All Products
Search
Document Center

Container Compute Service:Disable specific metric collection for GPU pods

Last Updated:Sep 22, 2025

The default GPU monitoring enabled by Alibaba Cloud Container Service (ACS) conflicts with performance profilers such as NVIDIA Nsight. This happens because certain metrics require exclusive access to the GPU's profiling counters and can only be collected by a single process. On affected GPU types including T4, A10, L20 (GN8IS), and P16EN, this conflict may prevent profilers from collecting data and can generate CUPTI or DCGM errors. The solution is to temporarily disable the collection of these conflicting metrics while profiling.

Procedure

Check metric collection status

  1. Connect to the container of the GPU pod through a terminal.

    1. Log on to the ACS console. In the left-side navigation pane, click Clusters.

    2. On the Clusters page, find the cluster you want and click its name. In the left-side pane, choose Workloads > Pods.

    3. In the Actions column of the target GPU pod, click Terminal to connect to the container.

  2. Check the metric collection status.

    curl -X POST http://localhost:9501/profmetric/status

    Expected output:

    • Normal collection: Metrics are being collected. Pause Available shows In 0 seconds.

      Status: Collecting
      Pause Available: In 0 seconds
    • Paused collection: The Resume Countdown shows the time until collection automatically resumes.

      Status: Paused
      Resume Countdown: In 600 seconds
    • Normal collection (in cooldown period): The Pause Available value indicates that collection has recently resumed, and a cooldown period must pass before it can be paused again.

      Status: Collecting
      Pause Available: In 60 seconds

Pause metric collection

Use default parameters

  1. Connect to the container of the GPU pod.

  2. Pause metric collection for the default period of 600 seconds.

    curl -X POST http://localhost:9501/profmetric/pause

    Expected output:

    Successfully pause metrics collection for 600 seconds

Specify a pause duration

  1. Connect to the container of the GPU pod.

  2. Run the following command, using the -d flag to specify the custom duration time in seconds. The maximum and default value is 600 seconds.

    curl -X POST http://localhost:9501/profmetric/pause -d "time=200"

    Expected output:

    Successfully pause metrics collection for 200 seconds

Resume metric collection

  1. Connect to the container of the GPU pod.

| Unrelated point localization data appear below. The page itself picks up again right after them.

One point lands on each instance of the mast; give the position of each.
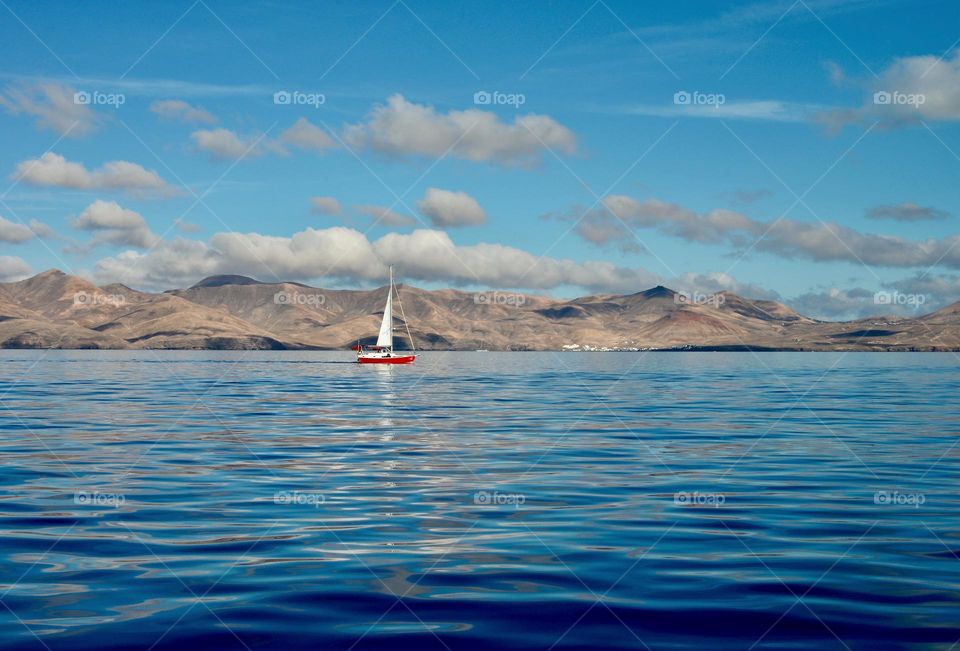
(385, 337)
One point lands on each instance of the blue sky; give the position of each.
(705, 146)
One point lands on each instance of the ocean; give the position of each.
(296, 500)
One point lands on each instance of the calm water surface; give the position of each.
(259, 500)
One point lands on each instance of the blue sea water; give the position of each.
(275, 500)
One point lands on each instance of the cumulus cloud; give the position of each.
(788, 238)
(307, 136)
(446, 208)
(912, 89)
(13, 269)
(224, 144)
(54, 108)
(325, 206)
(383, 215)
(907, 212)
(402, 128)
(177, 109)
(115, 225)
(345, 253)
(54, 170)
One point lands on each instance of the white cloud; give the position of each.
(402, 128)
(446, 208)
(13, 269)
(54, 170)
(53, 106)
(177, 109)
(788, 238)
(344, 253)
(907, 212)
(911, 90)
(13, 232)
(115, 225)
(307, 136)
(224, 144)
(325, 206)
(385, 216)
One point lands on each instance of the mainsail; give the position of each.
(385, 338)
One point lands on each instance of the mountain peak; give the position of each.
(226, 279)
(658, 291)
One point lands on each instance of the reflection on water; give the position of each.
(478, 501)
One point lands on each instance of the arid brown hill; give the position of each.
(55, 310)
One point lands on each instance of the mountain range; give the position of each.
(57, 310)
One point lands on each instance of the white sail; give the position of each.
(385, 338)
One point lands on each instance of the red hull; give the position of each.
(403, 359)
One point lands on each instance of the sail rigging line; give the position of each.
(405, 324)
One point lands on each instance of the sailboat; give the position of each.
(383, 353)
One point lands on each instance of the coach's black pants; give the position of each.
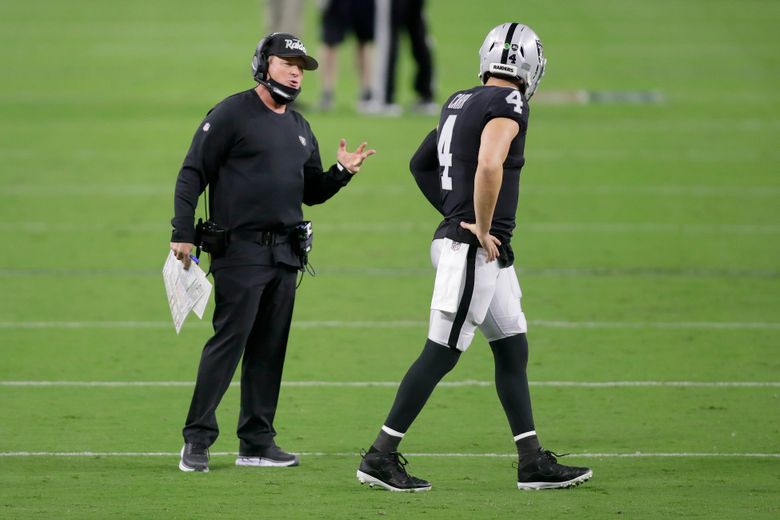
(254, 306)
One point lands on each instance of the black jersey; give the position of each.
(456, 153)
(260, 167)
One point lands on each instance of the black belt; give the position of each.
(264, 238)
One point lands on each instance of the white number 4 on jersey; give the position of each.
(517, 100)
(445, 156)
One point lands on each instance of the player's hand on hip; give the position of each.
(353, 160)
(182, 250)
(488, 242)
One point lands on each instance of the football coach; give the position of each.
(261, 162)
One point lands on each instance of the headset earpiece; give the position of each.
(260, 59)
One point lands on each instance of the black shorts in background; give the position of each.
(343, 16)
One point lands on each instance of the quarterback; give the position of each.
(469, 170)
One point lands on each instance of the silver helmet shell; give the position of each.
(513, 51)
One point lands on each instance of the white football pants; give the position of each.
(470, 293)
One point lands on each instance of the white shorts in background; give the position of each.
(470, 293)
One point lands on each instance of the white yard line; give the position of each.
(392, 324)
(393, 384)
(22, 454)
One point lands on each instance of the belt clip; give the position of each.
(268, 238)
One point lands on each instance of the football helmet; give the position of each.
(513, 51)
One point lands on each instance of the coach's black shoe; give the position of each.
(269, 457)
(387, 471)
(194, 457)
(544, 472)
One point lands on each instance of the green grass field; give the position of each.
(647, 247)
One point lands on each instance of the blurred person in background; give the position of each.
(284, 16)
(339, 18)
(407, 16)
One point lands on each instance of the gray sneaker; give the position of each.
(194, 457)
(269, 457)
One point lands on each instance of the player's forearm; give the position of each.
(487, 184)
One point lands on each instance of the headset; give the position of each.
(260, 59)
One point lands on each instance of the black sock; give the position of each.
(416, 387)
(528, 447)
(511, 358)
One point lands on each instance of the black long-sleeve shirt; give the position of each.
(260, 167)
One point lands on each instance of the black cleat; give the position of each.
(194, 457)
(544, 472)
(387, 471)
(269, 457)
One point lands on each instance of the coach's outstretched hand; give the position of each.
(353, 160)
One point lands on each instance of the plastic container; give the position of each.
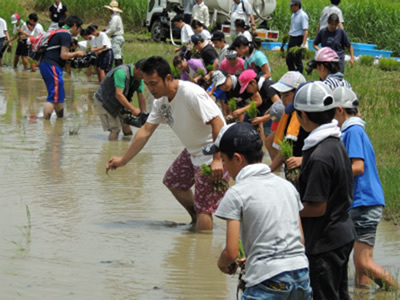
(272, 45)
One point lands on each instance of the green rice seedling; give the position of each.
(252, 111)
(287, 151)
(389, 64)
(367, 60)
(220, 186)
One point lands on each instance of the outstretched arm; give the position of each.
(140, 139)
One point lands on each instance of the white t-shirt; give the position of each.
(101, 40)
(37, 30)
(3, 27)
(186, 34)
(187, 115)
(267, 207)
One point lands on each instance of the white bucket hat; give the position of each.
(113, 6)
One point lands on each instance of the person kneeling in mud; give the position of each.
(114, 97)
(196, 120)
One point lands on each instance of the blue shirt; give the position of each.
(367, 187)
(255, 61)
(298, 23)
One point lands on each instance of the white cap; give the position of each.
(314, 96)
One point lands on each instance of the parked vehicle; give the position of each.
(160, 12)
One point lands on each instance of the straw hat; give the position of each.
(113, 6)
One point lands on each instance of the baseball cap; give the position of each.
(15, 18)
(295, 2)
(345, 97)
(245, 78)
(236, 137)
(219, 77)
(326, 54)
(289, 81)
(217, 36)
(238, 41)
(196, 38)
(314, 96)
(231, 54)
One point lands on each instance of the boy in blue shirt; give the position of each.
(263, 209)
(367, 207)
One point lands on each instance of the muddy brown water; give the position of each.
(69, 231)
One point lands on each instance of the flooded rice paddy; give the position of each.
(69, 231)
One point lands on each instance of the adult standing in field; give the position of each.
(241, 9)
(57, 12)
(335, 38)
(200, 13)
(329, 10)
(298, 36)
(187, 10)
(4, 39)
(196, 120)
(115, 30)
(115, 93)
(53, 62)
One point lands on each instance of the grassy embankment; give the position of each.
(378, 90)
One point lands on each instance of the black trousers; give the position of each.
(328, 273)
(294, 62)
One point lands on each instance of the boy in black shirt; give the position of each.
(326, 190)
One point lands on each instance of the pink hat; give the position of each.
(245, 78)
(15, 18)
(326, 54)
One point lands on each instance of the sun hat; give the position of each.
(219, 77)
(231, 54)
(295, 2)
(326, 54)
(15, 18)
(113, 6)
(289, 81)
(245, 78)
(217, 36)
(345, 97)
(314, 96)
(236, 137)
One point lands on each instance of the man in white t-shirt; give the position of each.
(242, 9)
(196, 120)
(4, 39)
(200, 13)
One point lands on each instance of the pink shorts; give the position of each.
(182, 175)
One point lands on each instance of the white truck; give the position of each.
(160, 12)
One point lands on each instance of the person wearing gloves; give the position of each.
(298, 36)
(115, 30)
(57, 12)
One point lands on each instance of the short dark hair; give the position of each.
(333, 19)
(251, 157)
(33, 17)
(71, 21)
(139, 64)
(319, 117)
(333, 67)
(92, 28)
(156, 64)
(351, 111)
(178, 18)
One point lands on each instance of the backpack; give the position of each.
(39, 44)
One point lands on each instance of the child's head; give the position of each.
(287, 85)
(218, 38)
(240, 145)
(346, 102)
(314, 104)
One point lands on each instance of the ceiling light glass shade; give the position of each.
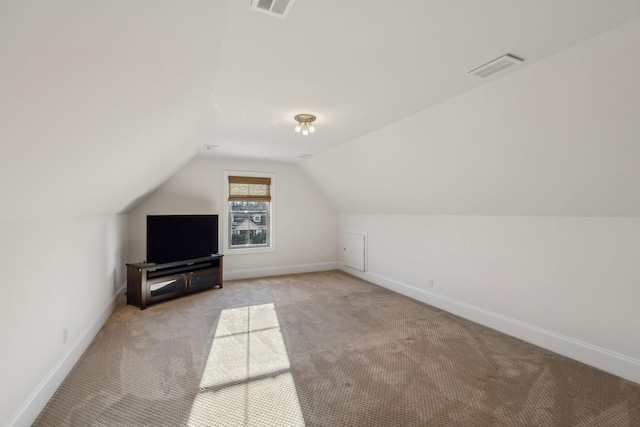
(305, 123)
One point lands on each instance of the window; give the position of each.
(249, 207)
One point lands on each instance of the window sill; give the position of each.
(247, 251)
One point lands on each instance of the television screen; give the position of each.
(181, 237)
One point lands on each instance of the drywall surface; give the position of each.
(306, 224)
(519, 199)
(574, 278)
(57, 275)
(557, 138)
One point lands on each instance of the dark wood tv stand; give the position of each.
(150, 283)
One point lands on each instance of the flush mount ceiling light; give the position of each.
(305, 123)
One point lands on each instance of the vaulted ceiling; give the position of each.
(100, 102)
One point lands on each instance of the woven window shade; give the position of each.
(248, 188)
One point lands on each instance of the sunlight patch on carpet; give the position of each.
(247, 379)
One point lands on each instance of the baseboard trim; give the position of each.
(279, 271)
(31, 408)
(608, 361)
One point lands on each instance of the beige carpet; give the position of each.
(324, 349)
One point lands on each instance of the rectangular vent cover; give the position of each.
(495, 66)
(279, 8)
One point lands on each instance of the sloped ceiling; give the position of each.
(100, 102)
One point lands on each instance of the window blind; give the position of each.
(249, 188)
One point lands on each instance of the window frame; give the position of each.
(226, 236)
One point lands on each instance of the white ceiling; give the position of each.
(359, 64)
(101, 102)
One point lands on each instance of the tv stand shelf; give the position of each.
(149, 283)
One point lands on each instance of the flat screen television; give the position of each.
(181, 237)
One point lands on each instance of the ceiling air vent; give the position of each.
(279, 8)
(495, 66)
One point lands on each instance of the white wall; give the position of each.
(567, 284)
(523, 197)
(56, 273)
(306, 224)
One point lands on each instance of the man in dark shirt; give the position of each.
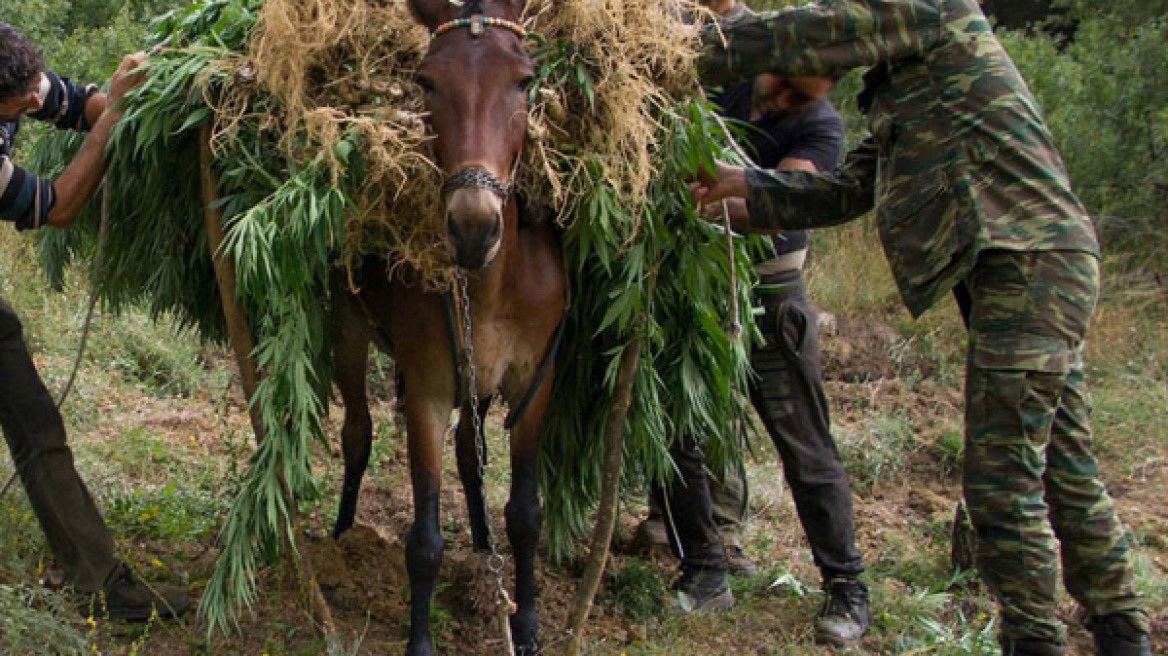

  2. Resume metric collection.

    curl -X POST http://localhost:9501/profmetric/resume

    Expected output:

    Successfully resumed metrics collection

Apply in production

  1. Choose an appropriate time window: Temporarily disabling metric collection can lead to missed or false-positive alerts. We recommend performing profiling during off-peak hours to minimize the impact on your monitoring and alerting systems.

  2. Implement a recovery mechanism: In your profiling scripts, ensure that you include a mechanism (e.g., a trap in a shell script) to execute the curl -X POST http://localhost:9501/profmetric/resume command in the event of an unexpected script exit. This guarantees that metrics collection is always restored.

Affected metrics and models

To use profilers with the GPU models listed below, you must temporarily disable the following metrics to avoid conflicts.

Metric name

Description

Affected GPU models

DCGM_FI_PROF_GR_ENGINE_ACTIVE

The percentage of time over a sampling period that the Graphics or Compute engine is active.

T4, A10, L20 (GN8IS)

DCGM_FI_PROF_PIPE_FP64_ACTIVE

The utilization of the double-precision (FP64) pipe.

T4, A10, L20 (GN8IS)

DCGM_FI_PROF_PIPE_FP32_ACTIVE

The utilization of the Fused Multiply-Add (FMA) pipe for single-precision (FP32) and integer operations.

T4, A10, L20 (GN8IS)

DCGM_FI_PROF_PIPE_FP16_ACTIVE

The utilization of the half-precision (FP16) pipe.

T4, A10, L20 (GN8IS)

DCGM_FI_PROF_SM_ACTIVE

The percentage of time over a sampling period that at least one warp is active on a Streaming Multiprocessor (SM).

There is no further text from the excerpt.